By Whitney Hale, Mack McCormick
(Oct. 26, 2015) — University Press of Kentucky (UPK) co-editors Gerald Smith, Karen Cotton McDaniel and John Hardin have been selected to receive the 2015 Kentucky Archives Month Certificate for Merit for Writing/Publication for their editorship of The Kentucky African American Encyclopedia.
This Kentucky Archives Month Certificate for Merit for Writing/Publication is presented by the Kentucky State Historical Records Advisory Board (SHRAB) in order to recognize individuals who made a significant contribution to the conservation of Kentucky history through extensive research within the state’s archival system. Kentucky Archives Month is an annual celebration of the importance of archives and historical records and of the work of institutions that preserve these unique resources.
Editors Smith, McDaniel and Hardin gathered more than 150 authors to contribute to The Kentucky African American Encyclopedia. Featuring more than 1,000 entries on the individuals, events, places, organizations, movements and institutions that have shaped the state’s history since its origins, the volume also includes topical essays on the civil rights movement, Eastern Kentucky coalfields, business, education and women.
"This seminal work is a wonderful reference tool that will be valued by all who use it," said Valerie Edgeworth, chair of the Kentucky Archives Month Coordinating Committee.
This year’s award will be presented 4 p.m. Thursday, Oct. 29, at the Visitor and Information Center on the ground floor of the Carroll Academic Services Building at Kentucky State University. The presentation will be followed by book discussion, Q&A and a book signing.

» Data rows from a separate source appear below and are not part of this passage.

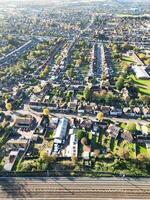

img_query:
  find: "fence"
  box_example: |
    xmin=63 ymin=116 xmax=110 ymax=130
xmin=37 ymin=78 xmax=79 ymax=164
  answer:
xmin=0 ymin=170 xmax=150 ymax=178
xmin=0 ymin=170 xmax=119 ymax=177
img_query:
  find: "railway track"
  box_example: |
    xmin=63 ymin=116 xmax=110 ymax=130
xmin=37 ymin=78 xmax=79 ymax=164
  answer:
xmin=0 ymin=177 xmax=150 ymax=199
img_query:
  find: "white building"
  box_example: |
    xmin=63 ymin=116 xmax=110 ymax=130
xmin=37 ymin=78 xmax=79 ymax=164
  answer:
xmin=54 ymin=118 xmax=68 ymax=144
xmin=4 ymin=150 xmax=20 ymax=171
xmin=132 ymin=65 xmax=150 ymax=79
xmin=65 ymin=129 xmax=78 ymax=157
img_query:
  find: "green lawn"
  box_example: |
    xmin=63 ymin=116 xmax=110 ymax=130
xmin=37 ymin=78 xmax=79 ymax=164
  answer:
xmin=137 ymin=144 xmax=148 ymax=156
xmin=120 ymin=122 xmax=126 ymax=129
xmin=139 ymin=146 xmax=148 ymax=155
xmin=126 ymin=143 xmax=136 ymax=159
xmin=80 ymin=64 xmax=89 ymax=75
xmin=111 ymin=139 xmax=118 ymax=153
xmin=130 ymin=74 xmax=150 ymax=95
xmin=88 ymin=132 xmax=92 ymax=140
xmin=122 ymin=56 xmax=134 ymax=63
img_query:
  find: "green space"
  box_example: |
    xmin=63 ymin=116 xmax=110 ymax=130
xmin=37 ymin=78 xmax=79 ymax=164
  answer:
xmin=137 ymin=144 xmax=148 ymax=155
xmin=130 ymin=74 xmax=150 ymax=95
xmin=122 ymin=56 xmax=134 ymax=63
xmin=80 ymin=64 xmax=89 ymax=75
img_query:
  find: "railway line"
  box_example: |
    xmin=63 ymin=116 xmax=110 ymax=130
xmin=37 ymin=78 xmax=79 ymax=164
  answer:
xmin=0 ymin=177 xmax=150 ymax=199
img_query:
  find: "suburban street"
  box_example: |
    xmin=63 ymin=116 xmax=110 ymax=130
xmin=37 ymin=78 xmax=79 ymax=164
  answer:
xmin=3 ymin=108 xmax=150 ymax=129
xmin=0 ymin=177 xmax=150 ymax=199
xmin=53 ymin=113 xmax=150 ymax=125
xmin=25 ymin=106 xmax=150 ymax=125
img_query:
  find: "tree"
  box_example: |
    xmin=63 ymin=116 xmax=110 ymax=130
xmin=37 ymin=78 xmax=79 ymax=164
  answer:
xmin=5 ymin=102 xmax=12 ymax=111
xmin=125 ymin=122 xmax=136 ymax=133
xmin=144 ymin=58 xmax=150 ymax=66
xmin=40 ymin=150 xmax=56 ymax=163
xmin=117 ymin=147 xmax=130 ymax=160
xmin=43 ymin=107 xmax=49 ymax=116
xmin=71 ymin=156 xmax=78 ymax=165
xmin=40 ymin=66 xmax=49 ymax=78
xmin=76 ymin=129 xmax=85 ymax=140
xmin=83 ymin=87 xmax=91 ymax=101
xmin=138 ymin=53 xmax=146 ymax=60
xmin=137 ymin=153 xmax=147 ymax=162
xmin=115 ymin=76 xmax=124 ymax=90
xmin=17 ymin=160 xmax=33 ymax=171
xmin=81 ymin=137 xmax=88 ymax=145
xmin=139 ymin=95 xmax=150 ymax=106
xmin=96 ymin=112 xmax=104 ymax=122
xmin=40 ymin=150 xmax=48 ymax=161
xmin=105 ymin=92 xmax=115 ymax=105
xmin=66 ymin=90 xmax=73 ymax=99
xmin=66 ymin=68 xmax=74 ymax=79
xmin=94 ymin=149 xmax=100 ymax=158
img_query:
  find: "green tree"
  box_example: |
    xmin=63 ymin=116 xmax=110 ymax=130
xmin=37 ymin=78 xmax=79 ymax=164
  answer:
xmin=5 ymin=102 xmax=12 ymax=111
xmin=76 ymin=129 xmax=85 ymax=140
xmin=66 ymin=68 xmax=74 ymax=79
xmin=83 ymin=87 xmax=91 ymax=101
xmin=40 ymin=150 xmax=48 ymax=161
xmin=40 ymin=150 xmax=56 ymax=163
xmin=71 ymin=156 xmax=78 ymax=165
xmin=115 ymin=76 xmax=124 ymax=90
xmin=139 ymin=95 xmax=150 ymax=105
xmin=137 ymin=153 xmax=148 ymax=162
xmin=81 ymin=137 xmax=88 ymax=145
xmin=96 ymin=112 xmax=104 ymax=122
xmin=94 ymin=149 xmax=100 ymax=158
xmin=117 ymin=147 xmax=130 ymax=160
xmin=43 ymin=107 xmax=49 ymax=116
xmin=125 ymin=122 xmax=136 ymax=133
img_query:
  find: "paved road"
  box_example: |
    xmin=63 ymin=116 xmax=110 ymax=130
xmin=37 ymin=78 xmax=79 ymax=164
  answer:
xmin=0 ymin=177 xmax=150 ymax=199
xmin=3 ymin=108 xmax=150 ymax=127
xmin=25 ymin=105 xmax=150 ymax=125
xmin=53 ymin=112 xmax=150 ymax=125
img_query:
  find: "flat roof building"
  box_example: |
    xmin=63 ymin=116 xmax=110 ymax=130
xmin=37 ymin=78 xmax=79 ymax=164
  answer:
xmin=14 ymin=115 xmax=33 ymax=128
xmin=54 ymin=117 xmax=68 ymax=144
xmin=132 ymin=65 xmax=150 ymax=79
xmin=65 ymin=129 xmax=78 ymax=157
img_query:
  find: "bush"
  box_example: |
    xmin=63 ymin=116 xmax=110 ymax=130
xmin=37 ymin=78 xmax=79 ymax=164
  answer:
xmin=125 ymin=122 xmax=136 ymax=132
xmin=81 ymin=137 xmax=88 ymax=145
xmin=76 ymin=129 xmax=85 ymax=140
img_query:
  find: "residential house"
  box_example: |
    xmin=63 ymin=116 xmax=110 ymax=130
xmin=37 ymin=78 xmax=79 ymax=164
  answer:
xmin=141 ymin=125 xmax=149 ymax=135
xmin=121 ymin=88 xmax=130 ymax=102
xmin=133 ymin=107 xmax=142 ymax=116
xmin=82 ymin=145 xmax=91 ymax=160
xmin=5 ymin=139 xmax=28 ymax=151
xmin=101 ymin=106 xmax=110 ymax=115
xmin=143 ymin=107 xmax=150 ymax=118
xmin=110 ymin=107 xmax=123 ymax=117
xmin=14 ymin=115 xmax=33 ymax=128
xmin=80 ymin=119 xmax=93 ymax=131
xmin=84 ymin=103 xmax=95 ymax=114
xmin=107 ymin=124 xmax=120 ymax=138
xmin=68 ymin=101 xmax=78 ymax=112
xmin=121 ymin=130 xmax=133 ymax=143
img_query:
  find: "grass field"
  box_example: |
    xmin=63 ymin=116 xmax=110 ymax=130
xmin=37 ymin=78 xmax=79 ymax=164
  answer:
xmin=122 ymin=56 xmax=134 ymax=63
xmin=130 ymin=74 xmax=150 ymax=95
xmin=137 ymin=144 xmax=148 ymax=156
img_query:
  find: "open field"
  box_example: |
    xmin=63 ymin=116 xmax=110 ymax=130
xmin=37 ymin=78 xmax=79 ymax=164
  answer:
xmin=130 ymin=74 xmax=150 ymax=95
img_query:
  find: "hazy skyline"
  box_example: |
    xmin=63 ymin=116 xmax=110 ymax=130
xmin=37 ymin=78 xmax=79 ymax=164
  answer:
xmin=0 ymin=0 xmax=149 ymax=3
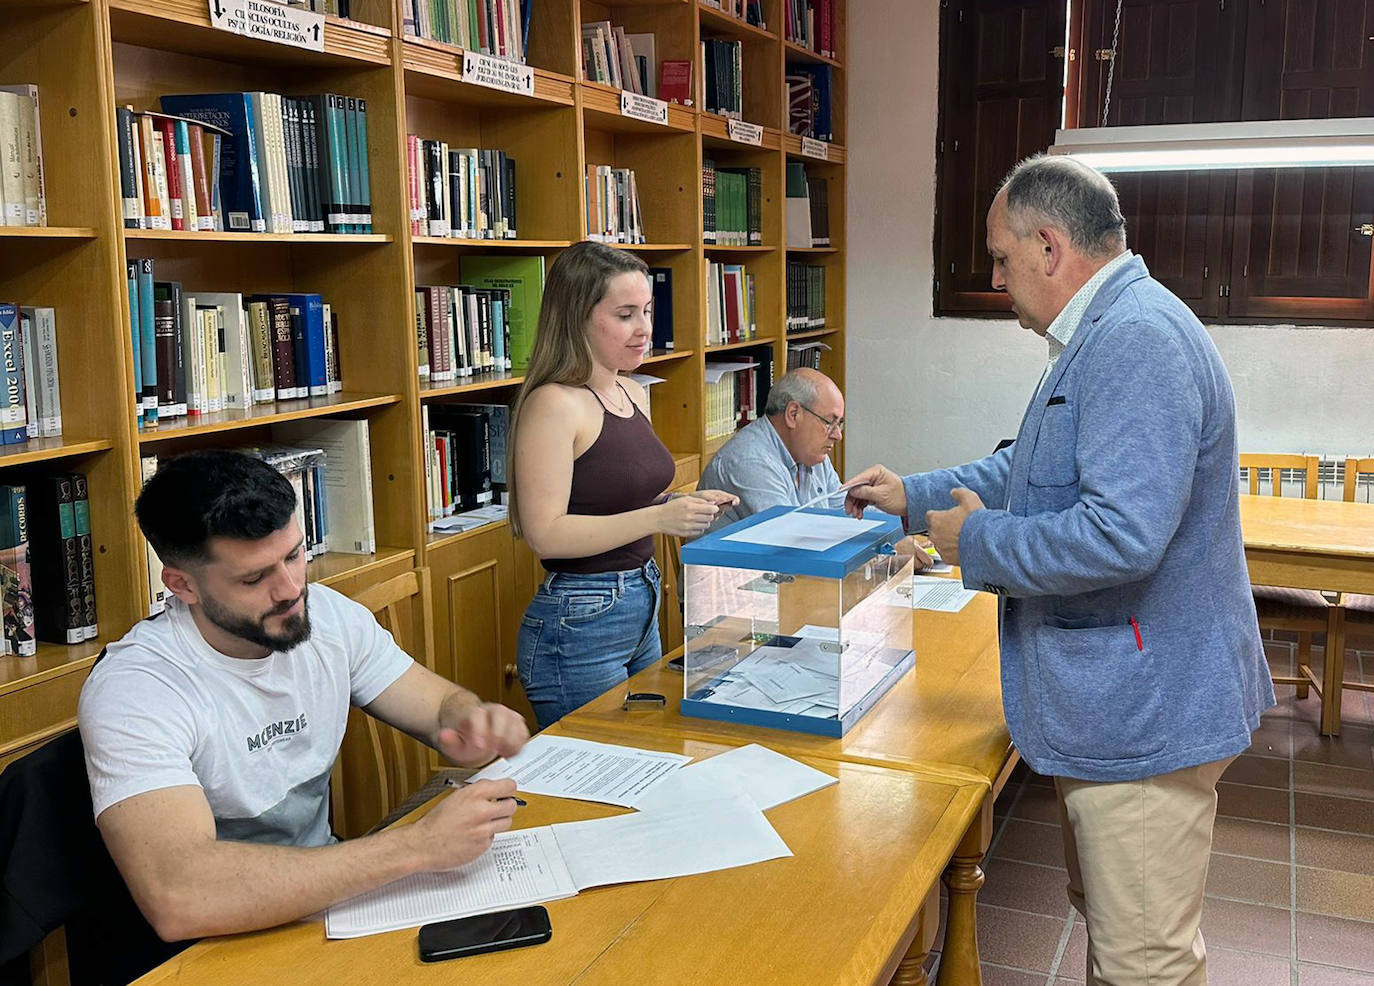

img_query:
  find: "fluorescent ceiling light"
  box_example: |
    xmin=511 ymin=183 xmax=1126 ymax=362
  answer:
xmin=1049 ymin=118 xmax=1374 ymax=172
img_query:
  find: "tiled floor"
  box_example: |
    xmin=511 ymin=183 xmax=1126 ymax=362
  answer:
xmin=924 ymin=638 xmax=1374 ymax=985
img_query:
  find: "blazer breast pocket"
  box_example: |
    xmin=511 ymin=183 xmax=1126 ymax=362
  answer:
xmin=1028 ymin=402 xmax=1079 ymax=489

Smith, McDaniel and Hardin join fellow UPK author Thomas Kiffmeyer who received the award in 2010 for his book "Reformers to Radicals: The Appalachian Volunteers and the War on Poverty."
Gerald L. Smith is a professor of history and holder of the Theodore A. Hallam Professorship (2015–2017) in the University of Kentucky Department of History. He is the author, editor or coeditor of three books and other publications on history. Smith pastors the Pilgrim Baptist Church in Lexington, Kentucky.
Karen Cotton McDaniel is professor emeritus at Kentucky State University, where she was a tenured full professor and director of libraries. She has written more than 20 publications on black Kentuckians, including book chapters, articles and encyclopedic essays. She has also taught at Eastern Kentucky University and Berea College.
John A. Hardin, professor of history at Western Kentucky University, is the author of two books, several major articles and numerous book reviews on Kentucky African-American history. He has taught at Kentucky State University and Eastern Washington University and has also served as adjunct faculty at the University of Louisville and UK.
UPK is the scholarly publisher for the Commonwealth of Kentucky, representing a consortium that now includes all of the state universities, five private colleges and two historical societies. The editorial program of the press focuses on the humanities and the social sciences. Offices for the administrative, editorial, production and marketing departments of the press are found at UK, which provides financial support toward the operating expenses of the publishing operation.